Стекловата
Рядом со мной, кто ближе, кто дальше, сидят мои дворовые друзья-товарищи. Я вижу из сумрака, как отблески мерцающего огня отражаются в блеске их глаз. Нас тут семь или восемь парней разных возрастов, которых объединяет главным образом то, что все мы давно проживаем поблизости друг от друга, в этих мрачных, почерневших от времени деревянных бараках.
Слышны приглушённые звуки расстроенной гитары, и кто-то из старших, неумело аккомпанируя сам себе, пытается петь, что-то о наивной любви дворового хулигана.
Над нами простирается необъятное, глубоко бездонное небо, во всю свою немыслимую ширь. Сейчас оно густого, тёмно-лилового цвета, и на нём уже проступили, зажглись первые, самые яркие звёзды. Искры от горящего костра, взлетая, устремляются им навстречу. Мы молчим, и каждый из нас думает сейчас, конечно, о чём-то своём, но общая невысказанная атмосфера нашего здешнего присутствия, исполнена непередаваемого комплекса ощущений братского единения с ничтожным привкусом ничем не обусловленной щемящей тоски и мнимой сиротской потерянности.
Слушая приглушённый дребезг гитарных струн, зачарованно провожая взором полёт гаснущих во тьме искр, я тоже, один из этого дворового братства, находясь под флёром собственных размышлений, думаю почему-то о том, что вот-вот, скоро с окончанием лета вновь начнутся школьные классы. И то, что для меня этот учебный год будет выпускным, и надо бы конечно подумать о том, куда поступать для дальнейшего обучения.
Собственно, никаких конкретных предпочтений в отношении выбора будущей профессии я до сих пор не имею, кроме того единственного, пока ещё не вполне осознанного желания уехать из этих мест навсегда, и лучше куда-нибудь подальше. Мать время от времени побуждает меня поступать, то в городской техникум, то в училище при заводе, мотивируя это тем, что так будет практично, а это многое упрощает. Она вполне резонно говорит о том, что в армию в этом случае возьмут не сразу после окончания десятилетки, а с отсрочкой. И вообще, человеку с нужной специальностью всегда и везде проще устраиваться, потому, что в нём будут нуждаться. Она конечно права, но разве мог я тогда оценить правоту её слов?
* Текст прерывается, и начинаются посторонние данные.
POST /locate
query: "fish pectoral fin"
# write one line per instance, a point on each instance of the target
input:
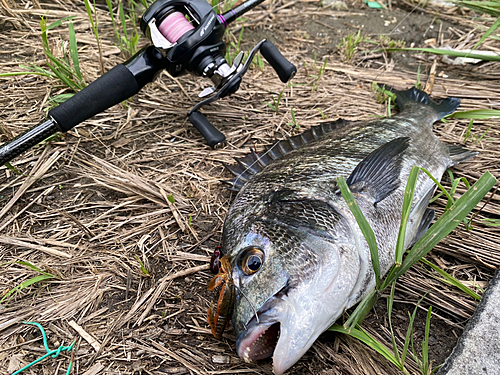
(424, 225)
(378, 174)
(459, 154)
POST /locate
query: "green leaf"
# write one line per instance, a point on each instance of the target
(362, 309)
(363, 225)
(444, 52)
(73, 50)
(476, 114)
(445, 224)
(364, 337)
(451, 280)
(490, 31)
(11, 293)
(408, 199)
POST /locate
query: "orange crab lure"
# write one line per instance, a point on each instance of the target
(220, 317)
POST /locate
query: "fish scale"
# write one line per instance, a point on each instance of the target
(315, 262)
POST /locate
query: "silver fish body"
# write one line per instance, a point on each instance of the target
(314, 261)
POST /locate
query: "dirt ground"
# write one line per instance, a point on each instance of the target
(93, 207)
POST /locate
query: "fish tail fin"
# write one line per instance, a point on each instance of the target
(414, 95)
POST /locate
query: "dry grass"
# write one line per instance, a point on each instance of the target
(97, 201)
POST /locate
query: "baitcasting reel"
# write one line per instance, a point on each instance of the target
(186, 36)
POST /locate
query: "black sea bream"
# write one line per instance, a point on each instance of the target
(298, 258)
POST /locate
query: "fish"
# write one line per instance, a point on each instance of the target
(295, 253)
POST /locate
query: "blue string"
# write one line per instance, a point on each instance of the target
(53, 353)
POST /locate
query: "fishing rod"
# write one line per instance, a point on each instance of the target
(186, 37)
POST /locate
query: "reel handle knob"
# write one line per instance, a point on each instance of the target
(207, 130)
(285, 69)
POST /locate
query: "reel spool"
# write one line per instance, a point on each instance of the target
(174, 26)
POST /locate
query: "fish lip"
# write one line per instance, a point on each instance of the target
(250, 346)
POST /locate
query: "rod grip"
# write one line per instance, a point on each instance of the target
(26, 140)
(285, 69)
(111, 88)
(207, 130)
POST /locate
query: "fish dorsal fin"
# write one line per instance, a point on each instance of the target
(253, 163)
(459, 154)
(424, 225)
(378, 174)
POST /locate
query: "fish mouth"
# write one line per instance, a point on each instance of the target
(258, 341)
Наверное, неосознанно, под предлогом поступления в какой-нибудь далёкий ВУЗ, мне представлялось возможным, напротив, уехать куда-нибудь подальше, уйти, высвободиться из под надоевшей родительской опеки. Но это вовсе не было каким-то моим осознанным выбором. Тогда я был ещё тем, кого принято снисходительно называть романтик, а по сути, - не определившийся человек. Молодой человек, всегда и везде, в отсутствии, какого бы то ни было жизненного плана, вопреки собственным чаяниям, вовсе не будет предоставлен самому себе, это означает только то, что выбор за него сделает сама его судьба. Но разве мог я тогда, сидя у костра в компании товарищей, мыслить такими категориями? Разумеется, - нет, и я продолжал оставаться в счастливом неведении относительно своего совсем не далёкого будущего.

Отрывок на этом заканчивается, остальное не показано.